Because you don't get how hardware works and honestly having 6 implementation is a big compromise, if you really want the best performance possible it should be way more than 6, like:

1.) C/C++, Rust, Python, Go, Ada, whatever language you like as a fallback code path ---- Slowest
2.) X86_64
a.) Sandy Bridge --Ivy Bridge --- SSSE3/SSE4.2 + architecture specifics
b.) Haswell+ --- SSSE3/SSE4.2 for Xeons --- AVX2 for desktop + architecture specifics
c Skylake+ --- AVX512 for Xeons(would need testing, see later why) --- AVX2 for desktop + architecture specifics
d.) Zen1/+ Ryzen only AVX2 for desktop + architecture specifics
f.) Zen1/+ TR only AVX2 + architecture specifics + NUMA awareness
g.) Zen2 AVX2 + architecture specifics

and apply the same for the other architectures

Why?
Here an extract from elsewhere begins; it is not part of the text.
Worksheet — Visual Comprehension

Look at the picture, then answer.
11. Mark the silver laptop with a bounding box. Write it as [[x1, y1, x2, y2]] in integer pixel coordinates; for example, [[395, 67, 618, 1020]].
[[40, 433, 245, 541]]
OMG? x86_64/arm/etc are standards you are stupid!!! LOL?

Simple, even tho X86/Arm/PowerPC/etc --- SSE/AVX/NEON/Altivec/etc are standards, the standard only guarantees availability of this features nothing else because the micro architecture is not standard and every implementation have its quirks regardless of how SIMD will perform, for example performance depends extremely on :

1.) How the ALU do fetches
2.) How the Cache(as L1,L2,L3,L4) fetches and fallback(pass vs victim)
3.) How the prefetchers behave and which direction they like more with the ALU
4.) How memory locality works
5.) How thermal limits are applied to SIMD units(THIS IS A PAIN WITH XEONS AND AVX512)
6.) How frequency limits behave when using SIMD(AGAIN, XEONS)
7.) How the application DATA behaves, not all data is efficient on every SIMD width

So, in practice is quite normal to kill yourself extracting every bit of performance for lets say IVY Bridge Xeon just to see your implementation being almost as slow as you fallback path on lets say TR 1950x, or watch your beautiful (yet horrendous) AVX512 code just being 20% faster than AVX2 in you shiny Skylake Xeon because the CPU drop the frequency to the ground before going full Chernobyl because Intel engineering geniuses put this monstrosity on 14nm.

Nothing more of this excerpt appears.